Regulatory Involvement of Plastids in the Development of Peroxisomal Enzymes in the Cotyledons of Mustard ( Sinapis alba L.) Seedlings

Abstract

Summary The developmental changes of marker enzymes of the glyoxysomal function [isocitrate lyase (ICL) and malate synthase (MS)] and the leaf-peroxisomal function [glycolate oxidase (GO) and hydroxypyruvate reductase (HPR)] of the peroxisomes were investigated. White light suppressed the activities of ICL and MS while the activities of GO and HPR were increased. The stimulation of GO and HPR is mediated by continuous far-red light absorbed by phytochrome, whereas photosynthetic pigments are probably responsible for the photoinhibition of ICL and MS. Acetate and glucose had no regulatory effects on the levels of these enzymes. The same result was obtained if CO2-fixation was inhibited by withholding CO2, or if photorespiration was inhibited by withholding O2, in the light. However, Norflurazon (NF), an inhibitor of carotenoid synthesis leading to photooxidative destruction of chloroplasts in the light, prevented the light-mediated increase of GO and HPR while the photoinhibition of ICL and MS was alleviated.

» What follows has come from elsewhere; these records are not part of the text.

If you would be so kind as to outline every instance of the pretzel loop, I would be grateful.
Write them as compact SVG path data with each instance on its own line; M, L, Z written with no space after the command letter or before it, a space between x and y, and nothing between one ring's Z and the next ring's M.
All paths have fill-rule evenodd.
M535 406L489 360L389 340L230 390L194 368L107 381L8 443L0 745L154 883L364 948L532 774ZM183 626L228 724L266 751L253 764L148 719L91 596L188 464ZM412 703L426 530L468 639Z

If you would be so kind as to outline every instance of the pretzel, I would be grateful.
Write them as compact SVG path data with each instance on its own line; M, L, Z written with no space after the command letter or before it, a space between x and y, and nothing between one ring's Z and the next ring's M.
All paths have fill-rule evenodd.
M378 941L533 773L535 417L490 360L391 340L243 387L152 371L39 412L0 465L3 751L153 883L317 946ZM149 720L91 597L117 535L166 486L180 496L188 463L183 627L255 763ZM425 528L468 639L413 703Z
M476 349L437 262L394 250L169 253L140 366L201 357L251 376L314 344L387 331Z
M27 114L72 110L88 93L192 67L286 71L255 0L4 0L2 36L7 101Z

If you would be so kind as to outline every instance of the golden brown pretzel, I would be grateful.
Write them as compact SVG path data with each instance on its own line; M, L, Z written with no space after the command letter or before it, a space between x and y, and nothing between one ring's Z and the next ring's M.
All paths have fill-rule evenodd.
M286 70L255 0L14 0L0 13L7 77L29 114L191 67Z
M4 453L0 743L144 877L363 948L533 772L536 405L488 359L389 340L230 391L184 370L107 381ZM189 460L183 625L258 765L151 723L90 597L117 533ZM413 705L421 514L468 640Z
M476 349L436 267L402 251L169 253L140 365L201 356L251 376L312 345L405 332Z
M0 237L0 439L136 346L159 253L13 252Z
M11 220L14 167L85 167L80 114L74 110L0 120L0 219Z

The same differential effects could be obtained by inhibiting plastid protein synthesis with Chloramphenicol, Lincomycin, Rifampicin, and a heat treatment (34 °C) destroying plastid ribosomes. Inhibition of cytoplasmic protein synthesis with Cycloheximide completely prevented the formation of all four enzymes. Inhibition of photosynthesis by Dichlorophenyl-dimethylurea (DMCU) in green cotyledons did not specifically influence the light-dependent changes of enzyme levels. NF reduced the light-mediated association of peroxisomes to plastids but had no detectable effect on the fine-structure of peroxisomes, even if located in close contact with photodamaged chloroplasts. From these data it is concluded that (i) the peroxisomal enzyme levels are not controlled by metabolites of fat degradation, photosynthesis, or photorespiration, (ii) a functional photosynthetic apparatus is not required for a normal development of both groups of peroxisomal enzymes in the light, (iii) plastids exert control over the accumulation of these cytoplasmic enzymes which can be disturbed by eliminating plastid protein synthesis. Thus, phytochrome-mediated photomorphogenesis of peroxisomes is regulated by a signal originating in the plastid either independently of, or as a consequence of, phytochrome-mediated plastid development.